4.4. Adding StagesΒΆ

We have looked at creating a simple bag of tasks application, adding data movement, creating BoT with varying bag size. What’s next? Let’s add more stages to the pattern!

You can download the entire script for this section here or find it in your virtualenv under share/radical.ensemblemd/user_guide/scripts.

In this section, we will modify the example from the previous section by adding another stage, which concatenates two files and transfers the output back to the localhost. One of the files is staged from localhost and the other file is the file from stage_1.The kernel for concatenation of files is already a part of Ensemble MD. This is how our stage_2 looks:

k = Kernel(name="misc.cat")
k.upload_input_data = ['./input_file_2.txt > file2.txt']
k.copy_input_data = ['$STAGE_1/temp.txt > file1.txt']
k.arguments = ["--file1=file1.txt","--file2=file2.txt"]
k.download_output_data = ['./file1.txt > output_file.txt']

Also need to specify the number of stages during pattern object creation:

A few points to note:

  • We upload a secondary file in stage_2 called input_file_2.txt.
  • As part of the pattern, the data at each stage can be referred by $STAGE_*. So in stage_2 we refer to the output of stage_1 by $STAGE_1. We create a copy of the temp.txt created in stage_1 and rename it to file1.txt
  • We concatenate file2.txt to file1.txt and download file1.txt

All the data references can be found here.

To run the script, simply execute the following from command line:

RADICAL_ENTK_VERBOSE=REPORT python add_stages.py

You can generate a more verbose output by setting RADICAL_ENTK_VERBOSE=INFO.
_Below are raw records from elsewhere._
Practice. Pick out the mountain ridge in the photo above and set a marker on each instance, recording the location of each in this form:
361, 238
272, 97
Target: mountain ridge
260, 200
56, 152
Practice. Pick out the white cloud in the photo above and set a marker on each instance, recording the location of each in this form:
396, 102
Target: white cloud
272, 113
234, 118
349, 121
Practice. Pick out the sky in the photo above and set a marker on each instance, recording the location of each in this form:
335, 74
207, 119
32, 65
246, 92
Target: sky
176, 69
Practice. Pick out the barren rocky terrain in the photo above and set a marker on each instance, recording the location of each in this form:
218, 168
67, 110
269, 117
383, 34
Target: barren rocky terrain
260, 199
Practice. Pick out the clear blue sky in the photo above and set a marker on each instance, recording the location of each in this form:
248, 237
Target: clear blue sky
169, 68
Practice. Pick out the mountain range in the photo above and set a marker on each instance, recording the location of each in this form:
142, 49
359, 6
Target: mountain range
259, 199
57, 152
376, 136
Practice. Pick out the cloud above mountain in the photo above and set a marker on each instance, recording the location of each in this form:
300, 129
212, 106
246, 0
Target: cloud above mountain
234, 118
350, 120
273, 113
A look at the complete code in this section:

import sys
import os
import json

from radical.ensemblemd import Kernel
from radical.ensemblemd import PoE
from radical.ensemblemd import EnsemblemdError
from radical.ensemblemd import ResourceHandle

# ------------------------------------------------------------------------------
# Set default verbosity

if os.environ.get('RADICAL_ENTK_VERBOSE') == None:
	os.environ['RADICAL_ENTK_VERBOSE'] = 'REPORT'


class MyApp(PoE):

	def __init__(self, stages,instances):
		 PoE.__init__(self, stages,instances)

	def stage_1(self, instance):
		k = Kernel(name="misc.hello")
		k.upload_input_data = ['./input_file.txt > temp.txt']
		k.arguments = ["--file=temp.txt"]
		k.download_output_data = ['./temp.txt > output_file_{0}.txt'.format(instance)]
		return k

	def stage_2(self, instances):

		k = Kernel(name="misc.cat")
		k.upload_input_data = ['./output_file_2.txt > file2.txt']
		k.copy_input_data = ['$STAGE_1/temp.txt > file1.txt']
		k.arguments = ["--file1=file1.txt","--file2=file2.txt"]
		k.download_output_data = ['./file1.txt > output_file.txt']
		return k

if __name__ == "__main__":

	# use the resource specified as argument, fall back to localhost
	if   len(sys.argv)  > 2: 
		print 'Usage:\t%s [resource]\n\n' % sys.argv[0]
		sys.exit(1)
	elif len(sys.argv) == 2: 
		resource = sys.argv[1]
	else: 
		resource = 'local.localhost'

	try:

		with open('%s/config.json'%os.path.dirname(os.path.abspath(__file__))) as data_file:    
			config = json.load(data_file)


		# Create a new resource handle with one resource and a fixed
		# number of cores and runtime.
		cluster = ResourceHandle(
				resource=resource,
				cores=config[resource]["cores"],
				walltime=15,
				#username=None,

				project=config[resource]['project'],
				access_schema = config[resource]['schema'],
				queue = config[resource]['queue'],
				database_url='mongodb://rp:rp@ds015335.mlab.com:15335/rp',
			)

		os.system('/bin/echo Welcome! > input_file.txt')

		# Allocate the resources.
		cluster.allocate()

		# Set the 'instances' of the BagofTasks to 16. This means that 16 instances
		# of each BagofTasks step are executed.
		app = MyApp(stages=2,instances=16)

		cluster.run(app)

	except EnsemblemdError, er:

		print "Ensemble MD Toolkit Error: {0}".format(str(er))
		raise # Just raise the execption again to get the backtrace

	try:
		# Deallocate the resources. 
		cluster.deallocate()

	except:
		pass

And that’s pretty much all there is to Ensemble Toolkit. The rest is really all about defining your application logic with the different patterns and Kernels. We will go through some examples throughout the rest of this User guide.